Now that's an understatement.
Mukasey is an adviser (along with his white-collar criminal defense attorney son) to arch-militarist and scary GOP presidential candidate Rudy Guiliani. He wrote a paean to the Patriot Act in the Wall Street Journal, where he red-baited the American Library Association, and then threw out this sinister challenge to the primacy of the Bill of Rights:
A bill of rights was omitted from the original Constitution over the objections of Patrick Henry and others. It may well be that those who drafted the original Constitution understood that if you give equal prominence to the provisions creating the government and the provisions guaranteeing rights against the government--God-given rights, no less, according to the Declaration of Independence--then citizens will feel that much less inclined to sacrifice in behalf of their government, and that much more inclined simply to go where their rights and their interests seem to take them.So, as the historian Walter Berns has argued, the built-in message--the hidden message in the structure of the Constitution--is that the government it establishes is entitled, at least in the first instance, to receive from its citizens the benefit of the doubt.
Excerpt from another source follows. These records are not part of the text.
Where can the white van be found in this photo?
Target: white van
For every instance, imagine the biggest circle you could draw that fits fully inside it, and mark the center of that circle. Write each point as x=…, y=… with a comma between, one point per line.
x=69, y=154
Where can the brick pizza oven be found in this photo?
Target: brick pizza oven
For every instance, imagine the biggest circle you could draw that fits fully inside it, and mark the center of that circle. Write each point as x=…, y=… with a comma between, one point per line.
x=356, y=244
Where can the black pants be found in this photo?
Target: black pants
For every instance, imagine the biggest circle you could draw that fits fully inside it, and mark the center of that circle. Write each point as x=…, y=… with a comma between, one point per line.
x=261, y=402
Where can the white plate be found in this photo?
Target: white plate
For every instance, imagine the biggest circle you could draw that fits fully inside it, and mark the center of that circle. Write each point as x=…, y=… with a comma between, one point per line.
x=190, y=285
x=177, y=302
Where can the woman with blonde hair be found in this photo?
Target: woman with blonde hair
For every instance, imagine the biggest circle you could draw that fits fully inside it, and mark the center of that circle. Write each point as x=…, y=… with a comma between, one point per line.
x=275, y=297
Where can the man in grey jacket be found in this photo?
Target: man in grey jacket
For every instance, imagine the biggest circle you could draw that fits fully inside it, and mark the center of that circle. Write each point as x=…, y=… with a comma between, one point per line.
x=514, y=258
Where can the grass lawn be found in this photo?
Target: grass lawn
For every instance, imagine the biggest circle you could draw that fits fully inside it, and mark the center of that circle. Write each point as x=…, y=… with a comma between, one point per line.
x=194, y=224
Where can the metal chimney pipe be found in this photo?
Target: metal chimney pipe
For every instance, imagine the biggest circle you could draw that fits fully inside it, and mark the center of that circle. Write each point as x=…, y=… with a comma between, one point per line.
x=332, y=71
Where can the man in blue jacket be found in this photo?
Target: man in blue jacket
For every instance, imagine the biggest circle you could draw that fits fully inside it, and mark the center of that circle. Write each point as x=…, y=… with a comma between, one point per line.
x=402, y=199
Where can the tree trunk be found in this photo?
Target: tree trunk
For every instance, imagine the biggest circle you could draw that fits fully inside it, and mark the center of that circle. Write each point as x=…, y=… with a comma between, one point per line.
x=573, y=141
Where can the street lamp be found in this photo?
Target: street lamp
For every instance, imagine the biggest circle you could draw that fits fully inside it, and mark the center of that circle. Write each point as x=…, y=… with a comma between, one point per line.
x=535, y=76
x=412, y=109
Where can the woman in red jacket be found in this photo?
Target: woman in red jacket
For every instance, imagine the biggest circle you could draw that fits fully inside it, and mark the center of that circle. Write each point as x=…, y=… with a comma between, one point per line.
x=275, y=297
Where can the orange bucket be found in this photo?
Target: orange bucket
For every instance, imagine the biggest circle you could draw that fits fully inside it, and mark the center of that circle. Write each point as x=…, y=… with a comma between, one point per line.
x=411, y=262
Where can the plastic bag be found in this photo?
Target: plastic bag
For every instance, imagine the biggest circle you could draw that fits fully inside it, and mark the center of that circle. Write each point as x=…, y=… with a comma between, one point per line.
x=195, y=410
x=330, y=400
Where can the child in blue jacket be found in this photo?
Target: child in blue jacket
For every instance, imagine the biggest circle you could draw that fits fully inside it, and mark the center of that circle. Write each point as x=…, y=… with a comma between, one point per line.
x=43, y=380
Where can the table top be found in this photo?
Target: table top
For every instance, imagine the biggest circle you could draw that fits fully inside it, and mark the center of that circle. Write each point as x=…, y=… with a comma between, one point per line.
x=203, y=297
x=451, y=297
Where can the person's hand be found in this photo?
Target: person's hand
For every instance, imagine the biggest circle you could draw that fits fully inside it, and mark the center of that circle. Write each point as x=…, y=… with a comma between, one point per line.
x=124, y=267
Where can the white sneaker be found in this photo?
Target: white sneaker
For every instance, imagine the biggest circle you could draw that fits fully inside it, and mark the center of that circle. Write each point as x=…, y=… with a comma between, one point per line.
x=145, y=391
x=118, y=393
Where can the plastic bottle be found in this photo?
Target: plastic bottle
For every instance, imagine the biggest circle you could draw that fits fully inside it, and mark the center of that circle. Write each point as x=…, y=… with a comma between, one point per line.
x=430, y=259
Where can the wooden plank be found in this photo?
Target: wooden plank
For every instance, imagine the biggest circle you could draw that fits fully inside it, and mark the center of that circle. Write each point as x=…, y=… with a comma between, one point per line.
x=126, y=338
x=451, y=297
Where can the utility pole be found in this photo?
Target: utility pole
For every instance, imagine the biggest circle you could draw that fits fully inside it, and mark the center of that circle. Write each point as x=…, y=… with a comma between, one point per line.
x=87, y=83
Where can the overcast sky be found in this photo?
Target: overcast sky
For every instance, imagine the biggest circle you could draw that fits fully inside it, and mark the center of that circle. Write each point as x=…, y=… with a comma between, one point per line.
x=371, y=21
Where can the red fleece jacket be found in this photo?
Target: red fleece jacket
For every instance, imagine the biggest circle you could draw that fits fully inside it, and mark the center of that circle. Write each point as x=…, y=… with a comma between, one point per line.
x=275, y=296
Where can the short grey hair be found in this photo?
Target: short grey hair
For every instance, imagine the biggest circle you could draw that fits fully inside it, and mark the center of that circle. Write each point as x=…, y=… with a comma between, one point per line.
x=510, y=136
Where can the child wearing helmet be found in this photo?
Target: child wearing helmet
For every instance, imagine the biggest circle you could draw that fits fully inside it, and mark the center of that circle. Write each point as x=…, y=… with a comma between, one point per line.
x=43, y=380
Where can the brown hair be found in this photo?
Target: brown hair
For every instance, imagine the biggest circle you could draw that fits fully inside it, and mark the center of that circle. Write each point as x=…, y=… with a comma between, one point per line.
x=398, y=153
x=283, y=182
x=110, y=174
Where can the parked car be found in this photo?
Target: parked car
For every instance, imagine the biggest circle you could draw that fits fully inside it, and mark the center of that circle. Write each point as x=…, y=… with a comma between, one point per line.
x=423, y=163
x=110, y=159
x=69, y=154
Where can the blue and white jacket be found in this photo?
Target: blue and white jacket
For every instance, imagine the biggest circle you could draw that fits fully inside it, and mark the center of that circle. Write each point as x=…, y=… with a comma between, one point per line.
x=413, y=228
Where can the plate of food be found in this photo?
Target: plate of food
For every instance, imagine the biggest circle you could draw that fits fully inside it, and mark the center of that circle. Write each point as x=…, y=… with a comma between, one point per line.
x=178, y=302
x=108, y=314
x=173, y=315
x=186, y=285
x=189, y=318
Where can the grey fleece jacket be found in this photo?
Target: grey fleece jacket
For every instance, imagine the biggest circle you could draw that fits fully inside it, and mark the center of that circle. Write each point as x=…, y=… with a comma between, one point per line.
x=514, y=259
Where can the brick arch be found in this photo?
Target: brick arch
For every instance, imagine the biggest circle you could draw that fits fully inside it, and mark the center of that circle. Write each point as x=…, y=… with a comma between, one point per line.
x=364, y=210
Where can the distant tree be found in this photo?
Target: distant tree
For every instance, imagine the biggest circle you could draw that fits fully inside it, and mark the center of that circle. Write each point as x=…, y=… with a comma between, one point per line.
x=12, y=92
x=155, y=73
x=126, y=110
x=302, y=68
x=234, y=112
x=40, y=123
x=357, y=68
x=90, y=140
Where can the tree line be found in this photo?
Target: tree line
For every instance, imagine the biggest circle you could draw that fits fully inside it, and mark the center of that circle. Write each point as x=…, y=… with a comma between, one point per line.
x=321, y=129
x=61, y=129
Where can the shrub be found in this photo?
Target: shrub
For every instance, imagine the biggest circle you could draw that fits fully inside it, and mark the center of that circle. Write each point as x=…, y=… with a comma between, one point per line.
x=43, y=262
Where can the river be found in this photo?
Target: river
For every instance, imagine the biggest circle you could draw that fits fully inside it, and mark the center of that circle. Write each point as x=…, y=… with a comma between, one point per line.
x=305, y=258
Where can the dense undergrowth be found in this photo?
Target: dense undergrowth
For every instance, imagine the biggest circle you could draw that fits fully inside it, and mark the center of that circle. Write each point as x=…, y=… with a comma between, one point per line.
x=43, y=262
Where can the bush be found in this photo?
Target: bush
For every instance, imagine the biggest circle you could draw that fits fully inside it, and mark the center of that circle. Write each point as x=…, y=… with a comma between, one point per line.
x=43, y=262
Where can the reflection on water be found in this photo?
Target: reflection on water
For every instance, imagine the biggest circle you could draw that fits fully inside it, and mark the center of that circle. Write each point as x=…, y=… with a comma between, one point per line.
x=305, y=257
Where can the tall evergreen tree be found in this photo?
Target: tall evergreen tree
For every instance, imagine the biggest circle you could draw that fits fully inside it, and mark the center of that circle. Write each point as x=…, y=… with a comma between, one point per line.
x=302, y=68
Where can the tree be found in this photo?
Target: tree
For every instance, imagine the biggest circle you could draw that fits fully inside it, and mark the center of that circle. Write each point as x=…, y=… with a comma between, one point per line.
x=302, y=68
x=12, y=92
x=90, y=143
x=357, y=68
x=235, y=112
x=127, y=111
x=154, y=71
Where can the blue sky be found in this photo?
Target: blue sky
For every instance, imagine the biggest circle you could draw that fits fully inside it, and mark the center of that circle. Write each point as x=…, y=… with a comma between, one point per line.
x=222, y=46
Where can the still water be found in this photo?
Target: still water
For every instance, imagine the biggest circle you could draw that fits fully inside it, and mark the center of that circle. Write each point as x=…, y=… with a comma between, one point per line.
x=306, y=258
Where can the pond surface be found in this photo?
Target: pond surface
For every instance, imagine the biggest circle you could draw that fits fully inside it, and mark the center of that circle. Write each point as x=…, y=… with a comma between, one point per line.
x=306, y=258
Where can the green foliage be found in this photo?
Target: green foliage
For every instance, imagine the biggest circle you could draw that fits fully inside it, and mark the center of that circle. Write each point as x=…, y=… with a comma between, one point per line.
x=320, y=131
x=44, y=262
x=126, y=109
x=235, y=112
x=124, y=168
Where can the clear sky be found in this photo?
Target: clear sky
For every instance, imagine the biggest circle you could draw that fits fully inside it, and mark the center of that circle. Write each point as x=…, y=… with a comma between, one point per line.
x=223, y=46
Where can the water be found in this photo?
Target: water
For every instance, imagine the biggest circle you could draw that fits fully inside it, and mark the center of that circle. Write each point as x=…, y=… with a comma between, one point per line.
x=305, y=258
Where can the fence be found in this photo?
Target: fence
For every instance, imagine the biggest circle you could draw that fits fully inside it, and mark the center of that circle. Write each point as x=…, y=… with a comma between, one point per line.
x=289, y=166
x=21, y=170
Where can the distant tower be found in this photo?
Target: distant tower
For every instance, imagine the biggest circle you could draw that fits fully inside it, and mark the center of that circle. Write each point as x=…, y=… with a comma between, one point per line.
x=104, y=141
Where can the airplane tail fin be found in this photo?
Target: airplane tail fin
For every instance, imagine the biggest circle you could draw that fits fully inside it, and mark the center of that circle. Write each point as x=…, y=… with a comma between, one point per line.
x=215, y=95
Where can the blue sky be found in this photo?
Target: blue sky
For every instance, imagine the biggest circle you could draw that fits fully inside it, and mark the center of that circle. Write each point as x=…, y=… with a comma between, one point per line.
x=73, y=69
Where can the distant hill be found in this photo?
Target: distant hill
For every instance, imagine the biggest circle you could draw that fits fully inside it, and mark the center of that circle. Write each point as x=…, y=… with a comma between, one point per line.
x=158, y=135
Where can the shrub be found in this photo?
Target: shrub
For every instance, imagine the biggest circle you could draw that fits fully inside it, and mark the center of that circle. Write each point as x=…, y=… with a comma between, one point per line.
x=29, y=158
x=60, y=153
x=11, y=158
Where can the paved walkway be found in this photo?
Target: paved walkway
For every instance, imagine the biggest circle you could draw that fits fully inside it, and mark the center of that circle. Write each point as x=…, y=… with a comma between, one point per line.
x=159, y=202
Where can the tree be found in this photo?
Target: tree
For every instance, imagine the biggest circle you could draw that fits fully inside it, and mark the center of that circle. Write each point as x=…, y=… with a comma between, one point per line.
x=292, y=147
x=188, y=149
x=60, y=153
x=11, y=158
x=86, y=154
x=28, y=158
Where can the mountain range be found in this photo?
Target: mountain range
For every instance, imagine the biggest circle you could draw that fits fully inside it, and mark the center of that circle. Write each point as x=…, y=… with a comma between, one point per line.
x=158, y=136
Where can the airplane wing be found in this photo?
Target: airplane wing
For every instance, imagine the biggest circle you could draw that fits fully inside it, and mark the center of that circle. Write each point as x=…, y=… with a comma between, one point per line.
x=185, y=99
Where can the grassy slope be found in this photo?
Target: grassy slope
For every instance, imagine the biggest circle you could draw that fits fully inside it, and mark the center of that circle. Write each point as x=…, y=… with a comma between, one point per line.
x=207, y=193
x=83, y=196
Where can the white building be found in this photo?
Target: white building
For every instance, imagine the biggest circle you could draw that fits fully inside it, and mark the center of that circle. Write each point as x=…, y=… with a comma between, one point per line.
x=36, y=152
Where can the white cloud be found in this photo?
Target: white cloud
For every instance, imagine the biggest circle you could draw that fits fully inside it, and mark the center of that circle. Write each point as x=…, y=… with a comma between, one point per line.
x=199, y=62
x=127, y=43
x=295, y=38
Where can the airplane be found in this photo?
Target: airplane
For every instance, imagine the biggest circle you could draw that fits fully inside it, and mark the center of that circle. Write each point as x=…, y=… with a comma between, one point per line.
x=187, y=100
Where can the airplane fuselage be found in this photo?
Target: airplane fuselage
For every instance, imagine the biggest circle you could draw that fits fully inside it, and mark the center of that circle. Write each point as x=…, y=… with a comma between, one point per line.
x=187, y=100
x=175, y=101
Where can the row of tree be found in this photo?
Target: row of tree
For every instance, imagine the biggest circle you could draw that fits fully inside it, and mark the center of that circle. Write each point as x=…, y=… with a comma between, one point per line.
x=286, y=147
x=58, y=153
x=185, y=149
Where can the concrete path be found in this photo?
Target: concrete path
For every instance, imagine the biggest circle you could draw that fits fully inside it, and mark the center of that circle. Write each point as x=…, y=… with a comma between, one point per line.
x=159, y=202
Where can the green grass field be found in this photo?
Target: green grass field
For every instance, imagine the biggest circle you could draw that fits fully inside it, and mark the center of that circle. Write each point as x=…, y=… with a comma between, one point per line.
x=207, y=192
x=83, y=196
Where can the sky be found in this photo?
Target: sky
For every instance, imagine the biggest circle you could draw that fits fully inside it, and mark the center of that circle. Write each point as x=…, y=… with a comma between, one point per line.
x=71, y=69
So, conventional opinion says Mukasey is a good guy, better than Gonzales, someone who will not politicize the Justice Department, is against torture, and also independent from the Bush circle -- hell, even Chuck Schumer likes the guy (he even suggested Mukasey to Bush as a possible Supreme Court nominee a while back). But if there ever was a poster boy for the degradation of political discourse and sensibility, and the failure of two-party politics in the age of American adventurism and imperial hubris abroad, it's Michael B. Mukasey.
A little dose of cynicism might cure an overdose of the Kool-Aid, which has the media snoring, and even leftie liberals prattling over business-as-usual in this dangerously oblivious land.